On Sunday, May 24, 2020 10:42:40 PM CDT Jason Cobb via agora-discussion wrote:
> On 5/24/20 11:17 PM, nch via agora-discussion wrote:
> > On Friday, May 22, 2020 4:21:34 PM CDT Jason Cobb via agora-discussion 
wrote:
> >> A talisman is an asset with ownership restricted to players and Agora.
> >> If there ever does not exist a talisman for a certain zombie, one is
> >> created in the possession of Agora. If there ever exists more than one
> >> talisman for a certain zombie, or more than zero talismans for any other
> >> person, one talisman for that player is destroyed. Talismans are tracked
> >> by the Registrar.
> > 
> > In the case of >1 talisman you don't specify which one is destroyed, which
> > is problematic if they're owned by different entities.

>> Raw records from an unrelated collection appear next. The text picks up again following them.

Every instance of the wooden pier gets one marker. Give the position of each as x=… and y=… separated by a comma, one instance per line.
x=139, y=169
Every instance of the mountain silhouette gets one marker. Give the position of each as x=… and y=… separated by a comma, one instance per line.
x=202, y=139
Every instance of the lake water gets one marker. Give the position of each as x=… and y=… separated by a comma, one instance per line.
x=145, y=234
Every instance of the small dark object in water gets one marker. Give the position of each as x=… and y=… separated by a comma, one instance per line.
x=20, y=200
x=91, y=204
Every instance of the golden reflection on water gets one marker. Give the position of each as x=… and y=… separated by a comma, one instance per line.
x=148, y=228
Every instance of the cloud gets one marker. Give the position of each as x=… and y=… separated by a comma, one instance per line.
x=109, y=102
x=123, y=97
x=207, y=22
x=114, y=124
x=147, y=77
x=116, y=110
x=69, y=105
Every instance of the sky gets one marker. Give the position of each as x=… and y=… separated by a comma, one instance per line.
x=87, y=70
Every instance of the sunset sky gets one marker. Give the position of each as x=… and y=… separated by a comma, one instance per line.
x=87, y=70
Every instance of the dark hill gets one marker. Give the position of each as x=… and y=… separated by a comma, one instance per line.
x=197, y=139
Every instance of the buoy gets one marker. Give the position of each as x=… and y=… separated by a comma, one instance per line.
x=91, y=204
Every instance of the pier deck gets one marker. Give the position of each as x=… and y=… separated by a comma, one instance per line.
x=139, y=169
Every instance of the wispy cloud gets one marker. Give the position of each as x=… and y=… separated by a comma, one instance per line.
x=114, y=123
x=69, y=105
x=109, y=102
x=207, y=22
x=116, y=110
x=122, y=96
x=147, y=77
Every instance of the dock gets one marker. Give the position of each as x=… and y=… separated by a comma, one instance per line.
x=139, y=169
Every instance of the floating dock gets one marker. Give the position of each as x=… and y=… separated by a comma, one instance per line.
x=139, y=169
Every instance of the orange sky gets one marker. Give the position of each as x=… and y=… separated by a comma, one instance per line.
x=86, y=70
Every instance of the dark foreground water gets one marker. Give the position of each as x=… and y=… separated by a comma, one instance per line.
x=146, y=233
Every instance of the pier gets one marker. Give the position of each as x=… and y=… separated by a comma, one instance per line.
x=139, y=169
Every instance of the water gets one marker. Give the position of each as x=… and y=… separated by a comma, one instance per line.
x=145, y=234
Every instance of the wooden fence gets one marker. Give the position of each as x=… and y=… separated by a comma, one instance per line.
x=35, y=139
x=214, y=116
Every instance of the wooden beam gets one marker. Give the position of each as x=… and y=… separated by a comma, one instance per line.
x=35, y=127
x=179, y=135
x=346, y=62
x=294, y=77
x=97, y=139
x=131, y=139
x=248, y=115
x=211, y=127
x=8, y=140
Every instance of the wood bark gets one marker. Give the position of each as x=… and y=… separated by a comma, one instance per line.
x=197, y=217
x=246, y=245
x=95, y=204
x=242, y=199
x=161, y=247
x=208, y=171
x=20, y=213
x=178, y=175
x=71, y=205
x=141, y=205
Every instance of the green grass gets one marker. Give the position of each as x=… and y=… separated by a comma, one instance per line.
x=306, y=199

That said, how
> > would there ever be more than one talisman for one zombie?
> 
> You're right, and I'm thinking of just having the rule say "screw it,
> destroy all of them". This clause exists just to control the effects of
> any bugs - it's not something that should normally happen, but it is
> plausible enough that I think there should be wording for it.
> 

This might be over engineered. The worst case of two talismans existing is 
that two people can control the zombie until it gets resolved via proposal. 
Which if anything is just funny. If you still want to include protection I 
think "if there would be two talismans for the same zombie, the most recently 
created one is destroyed" covers all instances unambiguously.

> >> Any player CAN, with notice:
> >>     - If a zombie has been a zombie for the past 90 days and not had
> >>     Agora for a master during any of that time, destroy one talisman for
> >>     that zombie;
> >>     - If a player possess more than one talisman, destroy one of those
> >>     talismans;
> > 
> > Would "I destroy one of the talisman Jason possesses" satisfy this? Maybe
> > "specify and destroy one of those talismans"
> 
> I'll do that, although, if this is an actual issue, it's the same as in
> the current wording.
> 

Oh you're right. I think this is ambiguous enough that if that's how people 
have been interpreting it, it's fine.